Yeah, partly this change is predicated on letting the exception out to the caller, in which case you don't need to unwind because the stack will just be deleted and the assert is never reached. But to rely on that, you need to know that there won't be any other catch blocks that turn an exception into a regular return, like try_catch_type.

What I'm probably going to do for my own project is copy enough of the parse_tree implementation to implement a non-unwinding version. My grammar and custom ast_node implementation don't require any try_catch_type handling or per-frame unwinding, and it made a pretty dramatic difference in how far I could get without overflowing. Originally it overflowed at a depth of 18 or so, only when throwing an exception from an if_must rule. Now it can successfully throw an exception without overflowing the stack from a depth of at least 100 (I stopped at that point, I'm also going to add a depth limit since it can't remain completely unbounded).

wravery · 2022-03-18T22:18:37Z

Maybe it would be better to define an RAII unwind_guard which will pop the stack in its destructor. You'd then need to disarm it in case an exception is not thrown and you don't want to pop the stack, but then you wouldn't need an explicit try/catch block, it could just perform regular stack unwinding.

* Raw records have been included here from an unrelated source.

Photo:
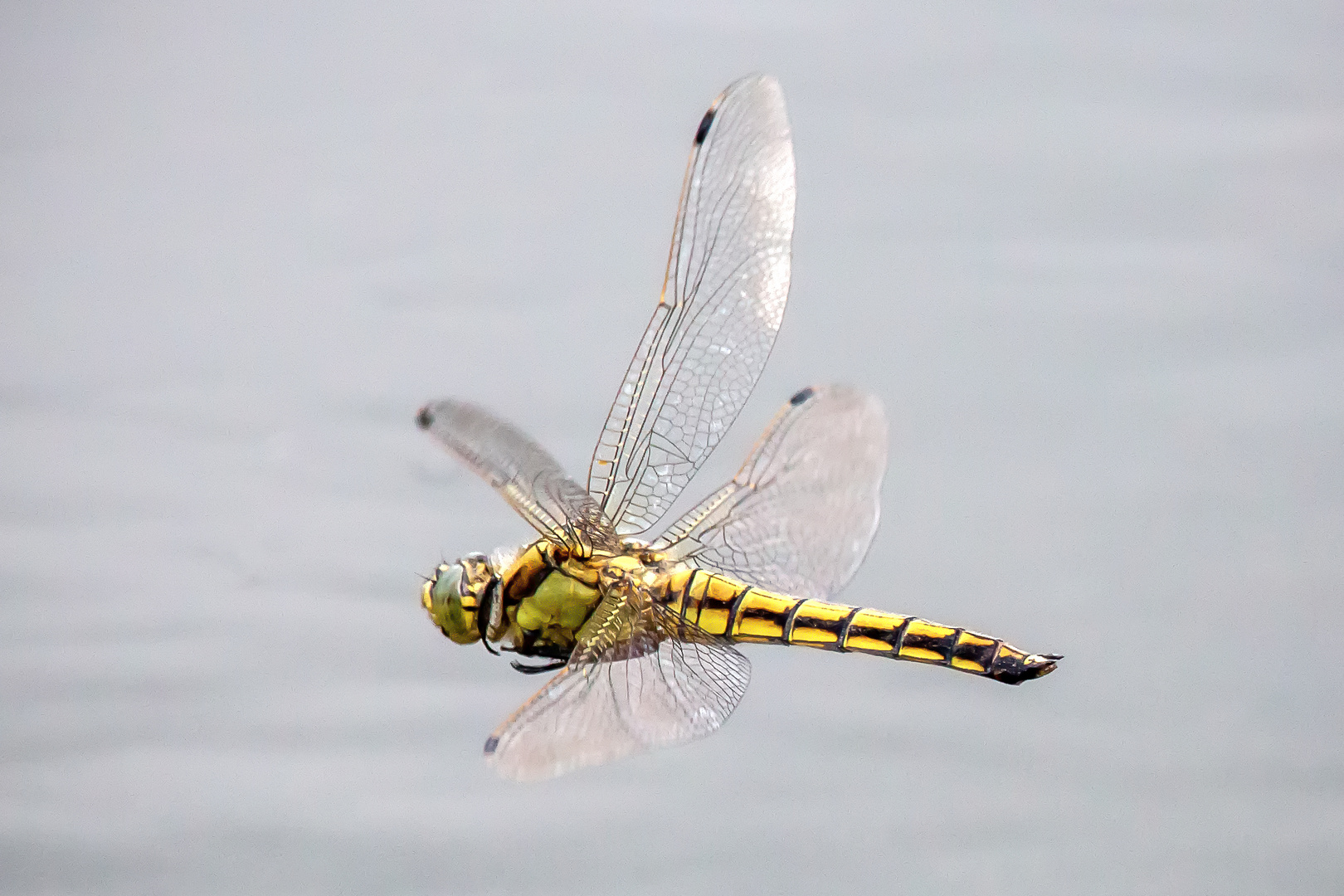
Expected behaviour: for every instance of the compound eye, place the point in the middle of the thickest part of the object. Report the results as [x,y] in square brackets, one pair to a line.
[448,583]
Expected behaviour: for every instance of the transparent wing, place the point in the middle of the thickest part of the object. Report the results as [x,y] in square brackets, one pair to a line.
[641,677]
[522,470]
[722,301]
[801,512]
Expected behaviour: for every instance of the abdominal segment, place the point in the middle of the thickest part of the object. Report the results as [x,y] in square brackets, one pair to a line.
[743,613]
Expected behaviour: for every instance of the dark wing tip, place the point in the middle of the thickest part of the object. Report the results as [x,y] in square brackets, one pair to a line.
[704,127]
[801,395]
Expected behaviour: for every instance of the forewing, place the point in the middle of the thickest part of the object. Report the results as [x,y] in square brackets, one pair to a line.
[715,323]
[522,470]
[801,512]
[641,677]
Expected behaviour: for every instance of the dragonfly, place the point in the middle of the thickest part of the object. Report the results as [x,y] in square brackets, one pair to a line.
[641,627]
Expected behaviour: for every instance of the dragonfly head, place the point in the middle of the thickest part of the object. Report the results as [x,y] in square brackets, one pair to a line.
[455,597]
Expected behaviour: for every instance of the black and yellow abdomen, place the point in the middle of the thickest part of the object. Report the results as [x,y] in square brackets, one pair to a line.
[743,613]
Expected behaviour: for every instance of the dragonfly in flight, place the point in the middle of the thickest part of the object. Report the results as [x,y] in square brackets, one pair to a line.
[639,627]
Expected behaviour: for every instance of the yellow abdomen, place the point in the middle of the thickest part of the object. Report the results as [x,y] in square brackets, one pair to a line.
[743,613]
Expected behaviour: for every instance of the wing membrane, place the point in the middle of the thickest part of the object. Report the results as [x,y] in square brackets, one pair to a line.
[641,677]
[722,303]
[522,470]
[801,512]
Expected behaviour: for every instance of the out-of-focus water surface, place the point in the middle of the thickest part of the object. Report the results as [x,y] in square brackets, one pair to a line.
[1089,257]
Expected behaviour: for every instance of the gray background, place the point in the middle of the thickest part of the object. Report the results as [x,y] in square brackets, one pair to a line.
[1088,256]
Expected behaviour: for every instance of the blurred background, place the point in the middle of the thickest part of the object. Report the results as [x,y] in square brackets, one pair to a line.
[1089,256]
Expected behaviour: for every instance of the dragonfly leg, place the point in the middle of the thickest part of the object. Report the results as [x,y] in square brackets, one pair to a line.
[535,670]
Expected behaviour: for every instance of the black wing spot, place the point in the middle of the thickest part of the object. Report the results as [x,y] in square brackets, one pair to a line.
[704,127]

Edit: This would actually apply to the core match_control_unwind method and not to anything in parse_tree specifically.

wravery · 2022-03-19T04:50:13Z

Here you go, how about something like this?

codecov-commenter · 2022-03-19T05:08:14Z

Codecov Report

Merging #309 (a2e3cc3) into main (e3c8cb4) will increase coverage by 0.00%.
The diff coverage is 100.00%.

@@           Coverage Diff           @@
##             main     #309   +/-   ##
=======================================
  Coverage   99.68%   99.68%           
=======================================
  Files         253      254    +1     
  Lines        5083     5088    +5     
=======================================
+ Hits         5067     5072    +5     
  Misses         16       16

Impacted Files	Coverage Δ
include/tao/pegtl/internal/unwind_guard.hpp	`100.00% <100.00%> (ø)`
include/tao/pegtl/match.hpp	`100.00% <100.00%> (ø)`

Continue to review full report at Codecov.

Legend - Click here to learn more
Δ = absolute <relative> (impact), ø = not affected, ? = missing data
Powered by Codecov. Last update e3c8cb4...a2e3cc3. Read the comment docs.

d-frey · 2022-03-20T08:10:43Z

I like the idea about the unwind_guard, but it seems independent of the rest, so I'd like to see this as a separate PR.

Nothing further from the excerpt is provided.